At the request of the Prosecutor General’s Office of Ukraine, a court in Ukraine has seized two An-148-100 aircraft belonging to an undisclosed Russian joint-stock company, after that company allegedly used a Cypriot offshore entity to circumvent sanctions.

The Prosecutor General’s Office said on its Telegram channel on January 23 that “personal special economic and other sanctions were applied to the company in question” according to directives made by Ukraine’s National Security and Defence Council. The cost of the planes is about EUR10 million euros (USD10.85 million), it added.

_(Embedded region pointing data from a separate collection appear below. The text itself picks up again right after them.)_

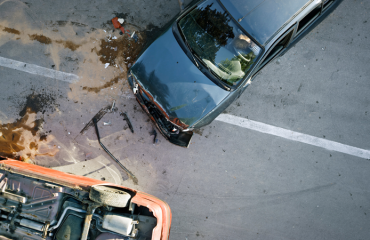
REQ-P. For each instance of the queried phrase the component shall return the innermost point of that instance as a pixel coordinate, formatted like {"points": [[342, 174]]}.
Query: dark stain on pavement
{"points": [[69, 44], [37, 102], [40, 38], [11, 141], [106, 85], [122, 49]]}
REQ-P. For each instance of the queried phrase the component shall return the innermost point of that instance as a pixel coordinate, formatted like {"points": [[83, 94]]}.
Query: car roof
{"points": [[262, 19]]}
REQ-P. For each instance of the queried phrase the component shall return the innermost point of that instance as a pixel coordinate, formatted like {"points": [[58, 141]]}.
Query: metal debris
{"points": [[124, 115], [132, 176]]}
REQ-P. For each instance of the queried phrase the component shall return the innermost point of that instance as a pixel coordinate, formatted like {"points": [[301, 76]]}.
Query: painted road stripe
{"points": [[295, 136], [37, 70]]}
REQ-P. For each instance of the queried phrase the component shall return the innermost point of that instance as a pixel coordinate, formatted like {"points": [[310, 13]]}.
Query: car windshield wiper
{"points": [[221, 83], [187, 44]]}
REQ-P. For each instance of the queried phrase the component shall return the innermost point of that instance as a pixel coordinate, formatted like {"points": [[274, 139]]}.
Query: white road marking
{"points": [[295, 136], [37, 70]]}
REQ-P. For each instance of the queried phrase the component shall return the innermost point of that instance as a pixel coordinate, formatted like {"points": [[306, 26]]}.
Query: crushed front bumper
{"points": [[169, 130]]}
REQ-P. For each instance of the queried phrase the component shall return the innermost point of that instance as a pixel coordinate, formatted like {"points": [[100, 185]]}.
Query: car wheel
{"points": [[109, 196]]}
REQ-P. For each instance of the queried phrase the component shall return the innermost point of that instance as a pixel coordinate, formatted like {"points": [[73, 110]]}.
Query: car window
{"points": [[218, 42], [304, 22], [278, 47]]}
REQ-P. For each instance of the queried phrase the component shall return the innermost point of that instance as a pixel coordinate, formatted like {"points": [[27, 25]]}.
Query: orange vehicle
{"points": [[42, 203]]}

According to an investigation the prosecutor’s office had conducted, in 2021 the sanctioned firm used the Cypriot offshore company to enter into a lease agreement with a Ukrainian company for the two Antonov regional jets. After Russia’s invasion of Ukraine on February 24 last year, the lease contracts were terminated.

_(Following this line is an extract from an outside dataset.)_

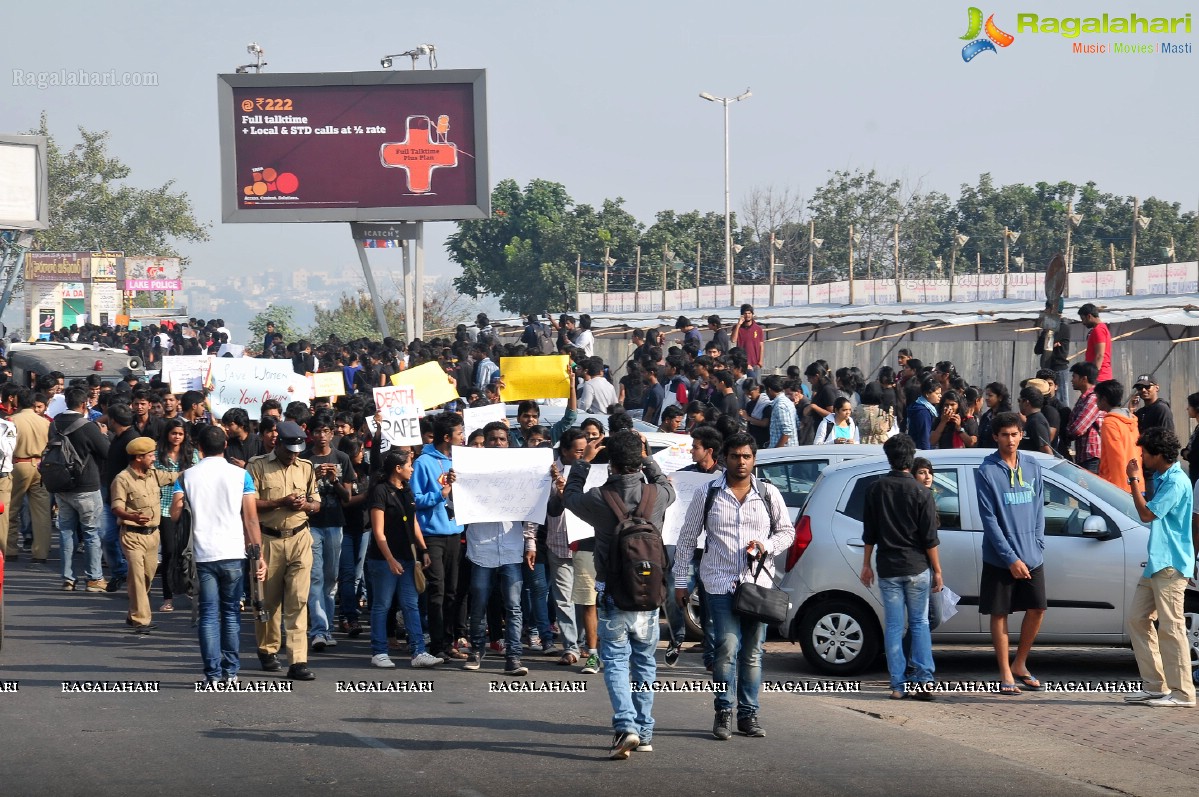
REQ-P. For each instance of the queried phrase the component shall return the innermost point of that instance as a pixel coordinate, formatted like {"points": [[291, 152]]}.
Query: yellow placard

However, the Antonov Design Bureau twinjets were about to be exported from the territory of Ukraine and delivered to Russia, according to the statement.

“Under the procedural guidance of the Prosecutor General’s Office, a pre-trial investigation for criminal proceedings on aiding and abetting the aggressor state and collaborative activities continues and is being carried out by the Main Investigative Department of the Security Service of Ukraine,” the statement concluded.

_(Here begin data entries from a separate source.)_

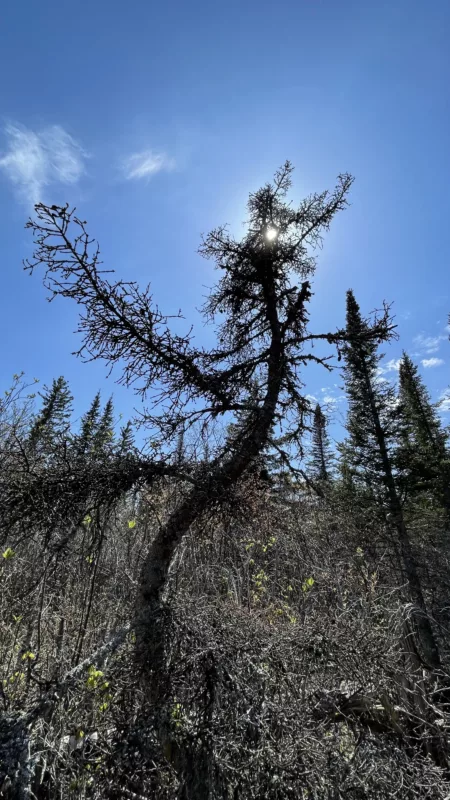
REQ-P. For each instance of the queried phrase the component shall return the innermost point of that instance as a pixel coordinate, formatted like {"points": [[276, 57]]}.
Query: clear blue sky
{"points": [[157, 119]]}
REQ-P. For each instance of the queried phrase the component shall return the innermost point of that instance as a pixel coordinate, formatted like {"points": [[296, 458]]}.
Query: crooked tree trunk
{"points": [[421, 617]]}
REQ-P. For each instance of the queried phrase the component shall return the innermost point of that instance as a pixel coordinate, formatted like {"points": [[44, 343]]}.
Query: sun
{"points": [[271, 233]]}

According to Ukraine’s Centre for Transport Strategies, before the war the two An-148s were operated by Air Ocean Airlines (AOA, Kyiv Igor Sikorsky), which in order to obtain an operator’s certificate (AOC) and start flights in 2021 had to register at least two aircraft in Ukraine. It took delivery of them in October 2021 from Russia’s Angara Airlines (AGU, Irkutsk International), via the lessor Ilyushin Finance, and UR-CTC (msn 27015041011) and UR-CTF (msn 27015042014) were registered in Ukraine that month (in Russia they had been RA-61711 and RA-61714).

However, Air Ocean experienced problems maintaining the airworthiness of the aircraft against a backdrop of worsening relations between Ukraine and Russia, leading to prolonged downtime. According to the ch-aviation fleets module, the two jets are currently the only aircraft in the Air Ocean Airlines fleet.